The most intriguing motion picture of Fierlinger's early years is It'due south So Nice To Accept a Wolf Around The Firm. Commissioned past the Learning Corporation of America (LCA), the film was based on a volume by the aforementioned proper name.

Voice actor, Jim Thurman, ad-libbed the entire film. "Nosotros had no script," recalls Fierlinger. Thurman just looked at the pictures on every page and said something, so we pretty much made things upward every bit nosotros recorded."

While Wolf is somewhat dated, it is clearly the commencement mark of the notable Fierlinger manner. The thick black lines, the dark, warm colours, the stiff, confident vocalization of Jim Thurman are axiomatic. In content, Wolf is a tale of everyday folk; soft voices that Fierlinger amplifies throughout his career.

And so I'll Stop (1989)

While at the 1988 Ottawa International Animation Festival (OIAF), Fierlinger met NFB animators Derek Lamb and Kaj Pindal. Lamb was showing excerpts from his project, Goldtooth and asked Fierlinger if he was interested in existence the production house.

Pindal and Lamb after visited Fierlinger's studio to discuss the project, simply problems arose immediately.  "The trouble," admits Fierlinger, "was that I was drinking around the clock. Derek asked me a few times to wait until apex, just I was a disagreeable person." Soon after, Lamb told Fierlinger that things werent going to work out.

Losing the job was bad, just worse still Fierlinger had called off all projects to work with Lamb and Pindal. But fate, the slithering slap in the face, pounded on Fierlinger's door.  Having seen Fierlinger's work at the OIAF, Pyramid Films chosen Fierlinger and asked him if he would similar to make a film. They had a number of topics including teen suicide and drug and alcohol abuse. "I thought," says Fierlinger, "I'm an alcoholic and if anyone tin can practice this pic, I can."

United states of america Healthcare matched Pyramid's $xx,000 fee and Fierlinger was off to the races. Fierlinger had a friend who worked in a rehab clinic and provided him with 20 five hours of interview tapes.  It was these tapes that finally convinced Fierlinger to quit drinking: "Listening to those tapes," he recalls, "I knew I had to stop drinking. It's why I'm shouting at my kids and non getting along with Derek Lamb."

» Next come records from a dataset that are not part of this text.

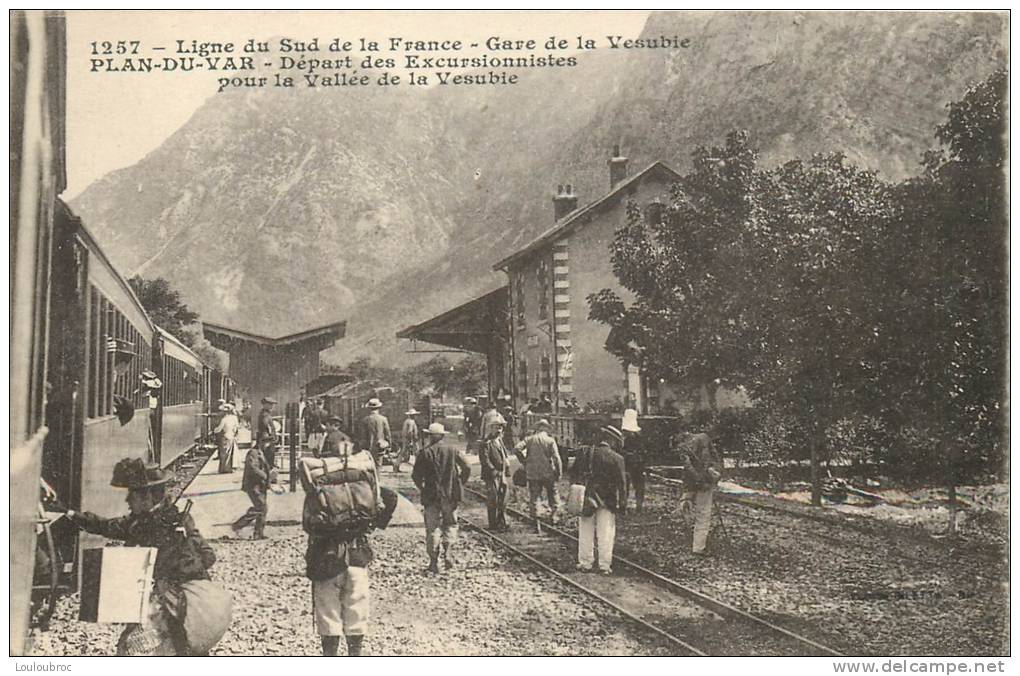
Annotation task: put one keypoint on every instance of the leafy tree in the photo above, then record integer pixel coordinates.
(945, 354)
(164, 306)
(685, 324)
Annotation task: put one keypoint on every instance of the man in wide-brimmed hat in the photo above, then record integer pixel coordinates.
(439, 473)
(544, 467)
(376, 436)
(602, 471)
(265, 434)
(183, 554)
(408, 437)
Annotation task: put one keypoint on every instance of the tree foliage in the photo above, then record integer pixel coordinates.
(829, 294)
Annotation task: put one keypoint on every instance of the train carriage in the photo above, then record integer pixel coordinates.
(184, 400)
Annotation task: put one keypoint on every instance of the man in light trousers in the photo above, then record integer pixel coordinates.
(701, 473)
(440, 471)
(602, 471)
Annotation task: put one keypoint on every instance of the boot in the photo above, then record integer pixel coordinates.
(354, 645)
(330, 645)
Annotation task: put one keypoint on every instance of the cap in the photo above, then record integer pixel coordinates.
(136, 473)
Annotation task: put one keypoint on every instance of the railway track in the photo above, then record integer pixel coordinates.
(187, 467)
(691, 621)
(893, 544)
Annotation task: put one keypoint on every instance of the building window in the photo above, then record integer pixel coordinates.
(547, 375)
(519, 298)
(522, 379)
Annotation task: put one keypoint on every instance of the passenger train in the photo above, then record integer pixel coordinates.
(92, 378)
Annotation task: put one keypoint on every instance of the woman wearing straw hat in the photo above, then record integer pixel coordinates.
(633, 455)
(601, 471)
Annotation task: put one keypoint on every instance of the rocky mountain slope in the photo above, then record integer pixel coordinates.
(275, 213)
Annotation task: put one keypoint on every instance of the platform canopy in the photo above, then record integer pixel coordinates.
(277, 367)
(472, 326)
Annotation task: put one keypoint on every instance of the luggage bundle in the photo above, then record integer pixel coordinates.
(342, 499)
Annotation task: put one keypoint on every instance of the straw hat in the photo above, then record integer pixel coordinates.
(613, 433)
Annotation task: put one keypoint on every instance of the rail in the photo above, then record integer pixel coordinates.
(715, 605)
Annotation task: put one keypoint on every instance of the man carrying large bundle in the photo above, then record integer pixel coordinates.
(375, 427)
(343, 505)
(226, 432)
(183, 560)
(544, 468)
(701, 473)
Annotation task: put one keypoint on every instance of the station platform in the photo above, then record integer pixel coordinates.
(217, 501)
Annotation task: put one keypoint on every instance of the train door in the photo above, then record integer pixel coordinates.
(156, 414)
(66, 379)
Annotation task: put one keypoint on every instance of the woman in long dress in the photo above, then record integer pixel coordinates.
(227, 437)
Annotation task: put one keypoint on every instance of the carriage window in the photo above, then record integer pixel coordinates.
(522, 379)
(93, 398)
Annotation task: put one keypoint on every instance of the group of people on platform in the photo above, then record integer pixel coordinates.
(338, 565)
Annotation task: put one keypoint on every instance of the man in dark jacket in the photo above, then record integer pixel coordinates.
(602, 470)
(336, 443)
(439, 472)
(338, 568)
(255, 482)
(265, 431)
(376, 436)
(702, 470)
(493, 457)
(182, 555)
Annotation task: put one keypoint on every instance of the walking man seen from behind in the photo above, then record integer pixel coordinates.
(376, 437)
(543, 467)
(601, 469)
(701, 473)
(439, 473)
(265, 433)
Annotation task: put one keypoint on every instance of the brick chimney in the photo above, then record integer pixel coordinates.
(617, 167)
(564, 201)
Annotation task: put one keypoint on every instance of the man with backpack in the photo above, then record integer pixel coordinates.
(256, 480)
(440, 471)
(343, 505)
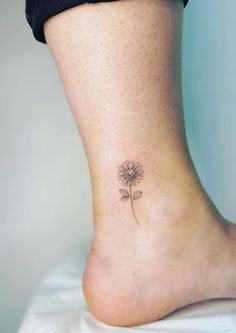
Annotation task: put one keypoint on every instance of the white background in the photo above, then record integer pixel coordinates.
(45, 206)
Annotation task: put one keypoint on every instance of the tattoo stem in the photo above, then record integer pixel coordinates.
(132, 205)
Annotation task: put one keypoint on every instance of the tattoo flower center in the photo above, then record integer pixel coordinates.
(129, 174)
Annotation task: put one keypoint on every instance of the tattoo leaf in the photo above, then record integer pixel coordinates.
(137, 195)
(125, 193)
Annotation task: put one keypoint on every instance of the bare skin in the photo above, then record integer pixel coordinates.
(120, 65)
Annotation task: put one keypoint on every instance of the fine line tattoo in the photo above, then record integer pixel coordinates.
(129, 174)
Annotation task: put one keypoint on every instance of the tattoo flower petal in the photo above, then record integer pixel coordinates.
(129, 174)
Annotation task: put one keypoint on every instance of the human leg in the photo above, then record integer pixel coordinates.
(120, 64)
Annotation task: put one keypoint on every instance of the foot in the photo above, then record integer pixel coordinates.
(180, 251)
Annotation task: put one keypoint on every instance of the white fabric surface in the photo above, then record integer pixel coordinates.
(59, 307)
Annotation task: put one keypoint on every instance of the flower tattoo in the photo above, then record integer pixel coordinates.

Using the interviews with re-hab patients, each story takes us through the habits, downfall and subsequent acknowledgment and recovery of each addict. Fierlinger gave each phonation their own drawing style. The styles range from dark, grayness sketches to Steinberg-influenced geometric drawings. Accompanying the story is a haunting, minimalist track. The power of the moving-picture show lies with the combination of Fierlinger's potent graphics, the soundtrack and the frank, unsentimental stories of these real people. At that place is non a drop of sentimentality in this film. Information technology is very much a horror story.

The motion-picture show ends with an emotional twist as nosotros are introduced to a new character named Paul. Unexpectedly, we hear Fierlinger's vocalisation discussing his own downfall and recovery.

"It's a strange affair," says Fierlinger. "I failed Derek because I was drunk and right so I get a call to piece of work on an alcohol film and not only become sober just run into someone who helped me."

Chris Robinson's picture

A well-known figure in the world of independent animation, author, author & curator Chris Robinson is the Artistic Director of the Ottawa International Animation Festival.